2) Download source for that package.
3) Download source for what you want to add.
4) Create a new package containing your additions.
5) Configure the package manager not to automatically upgrade this
package anymore.
6) Expect to spend eternity manually integrating upgrades into your
system in this manner every time a new version of the base package comes
out.
For the special case of perl, here's what we do:
1) Leave the "system" perl alone. We don't add ANY module to it that
doesn't have an RPM from RedHat, period, and even those rarely.
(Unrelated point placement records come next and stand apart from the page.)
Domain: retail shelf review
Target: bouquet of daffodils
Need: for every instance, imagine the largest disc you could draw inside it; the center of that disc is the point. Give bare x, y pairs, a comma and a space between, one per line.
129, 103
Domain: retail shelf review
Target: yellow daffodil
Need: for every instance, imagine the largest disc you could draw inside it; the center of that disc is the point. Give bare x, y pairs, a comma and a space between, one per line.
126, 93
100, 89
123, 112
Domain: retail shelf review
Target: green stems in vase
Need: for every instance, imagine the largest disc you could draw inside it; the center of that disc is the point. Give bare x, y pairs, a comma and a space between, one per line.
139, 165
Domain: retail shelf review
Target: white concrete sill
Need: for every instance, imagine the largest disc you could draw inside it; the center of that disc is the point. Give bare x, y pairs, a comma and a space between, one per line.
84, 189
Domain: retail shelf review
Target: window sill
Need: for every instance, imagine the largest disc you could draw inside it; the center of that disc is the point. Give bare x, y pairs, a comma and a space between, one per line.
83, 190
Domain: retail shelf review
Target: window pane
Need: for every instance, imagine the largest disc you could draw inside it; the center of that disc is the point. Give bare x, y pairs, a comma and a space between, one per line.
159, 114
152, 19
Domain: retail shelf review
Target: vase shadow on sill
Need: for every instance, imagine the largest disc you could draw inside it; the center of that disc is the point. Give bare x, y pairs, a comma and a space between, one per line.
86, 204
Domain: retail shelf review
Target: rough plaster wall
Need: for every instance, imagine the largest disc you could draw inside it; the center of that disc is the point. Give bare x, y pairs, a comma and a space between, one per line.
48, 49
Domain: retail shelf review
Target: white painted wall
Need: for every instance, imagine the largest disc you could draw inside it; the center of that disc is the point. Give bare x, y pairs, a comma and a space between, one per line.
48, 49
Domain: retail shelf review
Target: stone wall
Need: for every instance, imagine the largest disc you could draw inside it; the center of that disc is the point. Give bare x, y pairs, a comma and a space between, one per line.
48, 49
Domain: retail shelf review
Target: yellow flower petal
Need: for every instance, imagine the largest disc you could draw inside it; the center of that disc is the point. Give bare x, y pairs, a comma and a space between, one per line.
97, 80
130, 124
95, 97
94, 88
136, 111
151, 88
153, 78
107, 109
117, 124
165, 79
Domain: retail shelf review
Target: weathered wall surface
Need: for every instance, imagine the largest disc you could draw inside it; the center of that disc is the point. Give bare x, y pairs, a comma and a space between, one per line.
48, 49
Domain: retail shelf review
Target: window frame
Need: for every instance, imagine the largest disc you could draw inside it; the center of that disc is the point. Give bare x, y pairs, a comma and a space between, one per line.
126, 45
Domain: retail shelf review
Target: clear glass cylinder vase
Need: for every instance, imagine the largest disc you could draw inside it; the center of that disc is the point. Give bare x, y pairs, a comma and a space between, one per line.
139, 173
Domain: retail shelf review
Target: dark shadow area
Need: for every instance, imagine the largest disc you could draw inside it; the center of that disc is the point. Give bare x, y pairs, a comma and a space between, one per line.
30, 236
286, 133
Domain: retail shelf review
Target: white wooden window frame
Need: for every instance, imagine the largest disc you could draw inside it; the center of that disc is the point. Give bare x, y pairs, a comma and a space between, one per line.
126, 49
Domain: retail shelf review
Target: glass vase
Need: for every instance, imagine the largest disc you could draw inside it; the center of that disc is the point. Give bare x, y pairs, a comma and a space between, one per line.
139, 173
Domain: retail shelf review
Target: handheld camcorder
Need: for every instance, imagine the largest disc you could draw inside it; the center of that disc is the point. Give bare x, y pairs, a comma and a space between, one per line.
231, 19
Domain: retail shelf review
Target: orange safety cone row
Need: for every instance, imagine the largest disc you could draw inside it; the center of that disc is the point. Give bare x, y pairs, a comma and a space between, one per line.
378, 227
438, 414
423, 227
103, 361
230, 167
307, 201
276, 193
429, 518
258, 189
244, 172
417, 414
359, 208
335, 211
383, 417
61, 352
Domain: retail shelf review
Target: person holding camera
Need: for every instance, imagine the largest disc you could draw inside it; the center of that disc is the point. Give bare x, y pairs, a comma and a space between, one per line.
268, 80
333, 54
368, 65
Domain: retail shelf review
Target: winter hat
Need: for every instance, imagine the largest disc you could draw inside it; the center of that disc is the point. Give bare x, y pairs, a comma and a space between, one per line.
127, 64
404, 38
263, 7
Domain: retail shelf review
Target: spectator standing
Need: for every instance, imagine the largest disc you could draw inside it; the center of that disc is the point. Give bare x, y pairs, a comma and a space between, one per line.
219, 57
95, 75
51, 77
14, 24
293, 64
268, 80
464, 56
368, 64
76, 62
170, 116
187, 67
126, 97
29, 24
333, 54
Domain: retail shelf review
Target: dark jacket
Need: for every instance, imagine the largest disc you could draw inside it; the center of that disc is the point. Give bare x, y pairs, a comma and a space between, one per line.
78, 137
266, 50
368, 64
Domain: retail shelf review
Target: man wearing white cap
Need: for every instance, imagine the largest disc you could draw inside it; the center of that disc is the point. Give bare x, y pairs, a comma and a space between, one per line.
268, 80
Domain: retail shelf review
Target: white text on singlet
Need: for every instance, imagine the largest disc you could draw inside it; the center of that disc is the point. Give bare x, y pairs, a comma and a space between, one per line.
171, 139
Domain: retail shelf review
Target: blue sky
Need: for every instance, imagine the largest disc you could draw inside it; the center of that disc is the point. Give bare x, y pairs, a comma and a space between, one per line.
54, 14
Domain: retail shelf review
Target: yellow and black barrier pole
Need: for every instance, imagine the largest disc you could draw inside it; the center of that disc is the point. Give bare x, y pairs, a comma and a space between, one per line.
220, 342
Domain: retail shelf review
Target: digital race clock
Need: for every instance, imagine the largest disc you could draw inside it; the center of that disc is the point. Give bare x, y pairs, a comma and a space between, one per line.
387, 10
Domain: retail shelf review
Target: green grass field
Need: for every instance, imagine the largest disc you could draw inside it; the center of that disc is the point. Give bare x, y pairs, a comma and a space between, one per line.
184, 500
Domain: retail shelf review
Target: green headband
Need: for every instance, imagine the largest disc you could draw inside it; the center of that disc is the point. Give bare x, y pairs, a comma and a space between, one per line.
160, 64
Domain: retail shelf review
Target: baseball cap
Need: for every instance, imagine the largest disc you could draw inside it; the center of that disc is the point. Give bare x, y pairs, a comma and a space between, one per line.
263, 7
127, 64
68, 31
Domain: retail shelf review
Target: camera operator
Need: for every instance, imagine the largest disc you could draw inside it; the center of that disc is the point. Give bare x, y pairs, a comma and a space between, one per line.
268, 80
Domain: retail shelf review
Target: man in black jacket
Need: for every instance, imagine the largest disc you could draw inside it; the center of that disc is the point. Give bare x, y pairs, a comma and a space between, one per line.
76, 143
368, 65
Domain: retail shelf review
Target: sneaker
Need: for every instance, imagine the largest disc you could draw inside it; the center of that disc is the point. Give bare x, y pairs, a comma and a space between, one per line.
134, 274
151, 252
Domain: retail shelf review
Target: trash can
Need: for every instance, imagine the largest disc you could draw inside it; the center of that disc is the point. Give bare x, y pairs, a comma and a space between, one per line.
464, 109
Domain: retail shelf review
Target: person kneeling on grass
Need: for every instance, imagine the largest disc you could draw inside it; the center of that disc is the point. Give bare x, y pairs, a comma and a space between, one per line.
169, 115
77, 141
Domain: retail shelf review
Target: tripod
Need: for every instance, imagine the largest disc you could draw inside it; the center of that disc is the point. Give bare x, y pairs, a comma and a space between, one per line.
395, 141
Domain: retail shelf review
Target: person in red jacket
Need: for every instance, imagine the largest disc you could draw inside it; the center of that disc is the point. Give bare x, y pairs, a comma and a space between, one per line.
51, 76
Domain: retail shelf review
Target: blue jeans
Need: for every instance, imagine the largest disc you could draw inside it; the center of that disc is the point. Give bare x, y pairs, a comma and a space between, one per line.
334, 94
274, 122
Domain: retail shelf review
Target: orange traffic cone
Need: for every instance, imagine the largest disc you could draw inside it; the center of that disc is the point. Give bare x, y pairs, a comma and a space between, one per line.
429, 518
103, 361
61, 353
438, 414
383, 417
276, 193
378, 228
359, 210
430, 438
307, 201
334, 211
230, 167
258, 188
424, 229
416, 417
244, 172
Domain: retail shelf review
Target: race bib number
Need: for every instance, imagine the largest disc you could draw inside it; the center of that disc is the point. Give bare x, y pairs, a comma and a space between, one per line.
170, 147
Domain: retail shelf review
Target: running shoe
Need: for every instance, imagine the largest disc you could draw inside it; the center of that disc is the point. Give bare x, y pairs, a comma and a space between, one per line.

2) Create our own perl and perl-modules packages that install in
"/opt/perl", and integrate all requested modules into it, updating these
only as required to serve our development teams. It contains a whole
lot of modules, and any time we add a new module we do so by updating
the perl-modules package.
As for fixing your problem; you might need to uninstall the perl RPM(s),
wipe the directory contents, and reinstall. Be sure to download the
necessary RPMs first. If you MUST have that module, at least try to
find an RPM for it instead of using the cpan updater. That's a nice
tool, but it's not suitable for every user's situation, and I'm not
talking "I'm a power user and you're not, nyah nyah" stuff here; I'm
really talking "package manager or not".
--
Shawn McMahon |
EIV Consulting | Peace is a symptom of victory.